A.G. examined each washing under a dissecting microscope (Leica MZ16, Leica Microsystems Inc.. All lice (adults and nymphs) were counted and removed and a subset of each morphospecies of mite was removed. Due to the large number of mites present, they were only identified to species but were not enumerated. Since Rock Pigeons from Toronto, Ontario were collected by FLAP as already dead birds, it was not known how long the birds had been dead prior to collection. Since lice are known to leave the body of a dead host [34], we used louse data from Toronto birds only for calculation of prevalence and not for intensity.
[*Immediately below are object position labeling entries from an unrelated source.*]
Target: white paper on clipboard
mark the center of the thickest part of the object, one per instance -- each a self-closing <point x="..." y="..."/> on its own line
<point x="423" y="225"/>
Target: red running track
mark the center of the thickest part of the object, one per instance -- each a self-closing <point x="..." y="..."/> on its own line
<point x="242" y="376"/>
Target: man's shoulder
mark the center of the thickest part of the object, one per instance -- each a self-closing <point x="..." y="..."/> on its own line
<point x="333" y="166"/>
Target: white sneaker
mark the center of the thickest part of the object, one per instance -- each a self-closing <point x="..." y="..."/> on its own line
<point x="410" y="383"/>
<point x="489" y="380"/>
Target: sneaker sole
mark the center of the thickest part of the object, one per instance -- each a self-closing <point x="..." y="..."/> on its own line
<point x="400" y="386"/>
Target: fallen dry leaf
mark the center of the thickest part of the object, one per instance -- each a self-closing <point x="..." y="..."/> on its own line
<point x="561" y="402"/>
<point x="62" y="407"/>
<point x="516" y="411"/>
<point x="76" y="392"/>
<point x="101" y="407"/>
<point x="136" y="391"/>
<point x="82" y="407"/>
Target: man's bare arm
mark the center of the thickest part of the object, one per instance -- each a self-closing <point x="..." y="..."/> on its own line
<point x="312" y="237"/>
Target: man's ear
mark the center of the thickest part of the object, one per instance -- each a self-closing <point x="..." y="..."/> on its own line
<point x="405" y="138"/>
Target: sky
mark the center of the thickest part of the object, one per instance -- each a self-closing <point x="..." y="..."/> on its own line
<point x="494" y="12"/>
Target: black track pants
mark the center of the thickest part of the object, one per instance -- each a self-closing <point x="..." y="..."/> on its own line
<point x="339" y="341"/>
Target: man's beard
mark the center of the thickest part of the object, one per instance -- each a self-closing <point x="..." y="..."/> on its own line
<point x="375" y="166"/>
Slide-mounted representatives of each louse and mite morphotype were made by A.G. These specimens were first cleared in 85% lactic acid (Fisher Scientific, Fair Lawn, NJ, USA) for 24 h, and then slide mounted in commercially available phenol-free poly-vinyl alcohol medium (PVA; BioQuip Products, Rancho Dominguez, CA, USA). Slides were cured for 4 days at ca. 40 °C on a slide-warmer and then examined using Differential Interference Contrast optics on a Leica DMLB compound microscope. Specimens were identified using relevant taxonomic literature [14,15,25,35,36,37,38,39,40] and exemplars of each species were deposited in the E.H. Strickland Entomological Museum at the University of Alberta (accession numbers UASM80575–UASM80587).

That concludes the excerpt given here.